I am not sure if you intent was to make it sound like paramedics are just IV starters, we are not! I have never heard of any state that allows EMT basics to start IVs either, of course that doesn't mean it doesn't happen. Please do research on the roles of different professionals before you call what you think our "core" skill is something a monkey can do. I am both an RN and a medic and can say i do FAR more critical thinking as a medic than I do as a nurse, and without having to ask "mother may I" before administering treatment!

Annie

Annie, I'm also a Paramedic (have been for about 15 years now) and an RN. As such, I'm well aware of what a Paramedic is capable of. I don't have to research it... I live it! Much of what you listed are "just" psychomotor skills. The reason I call certain things "monkey skills" is simple: you could practically teach a monkey how to do it. What's missing from that? The education that guides you for when you might or might not use a given skill. Knowing when and when NOT to do a skill is part of what makes a good nurse or good medic. Medics learn a certain skillset as part of their basic training. Find me a Paramedic that never learned to start an IV line or do OTI in school and I'll politely inform you that you've found a unicorn. There are certain "advanced" skills that nurses might never learn in school. A nurse may be an absolute whiz at titrating multiple vasoactive drips but might not actually know how to place the IV catheter itself and may not actually have to.

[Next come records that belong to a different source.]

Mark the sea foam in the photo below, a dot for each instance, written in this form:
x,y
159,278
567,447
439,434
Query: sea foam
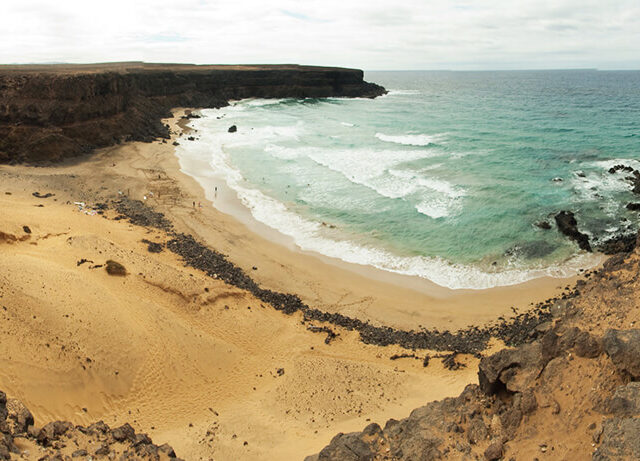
x,y
310,235
410,139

More importantly for either is knowing how to do a very good assessment, think critically, and come up with an appropriate care plan. Most of the time, as a Paramedic, my plan of care would match up with a given protocol (recipe for care) but if my plan didn't, then I'd have to call for an order to utilize my plan (or not) as medical control deemed appropriate. After that, I must utilize various skills throughout implementation of that plan. It could be IV insertion, needle thoracostomy, ETI, TCP, administration of a medication... or even simply giving a patient an ice bag. Most of that I could delegate to another properly qualified person. There are nursing roles that require the nurse do the same thinking.

I'm no fan of "cookbook" care providers... those folks simply gave up doing any critical thinking and let someone else do it for them.

To everyone reading this post, I apologize for the momentary threadjack, I felt that some clarification was necessary in regard to a post earlier in this thread. Please continue with the original topic.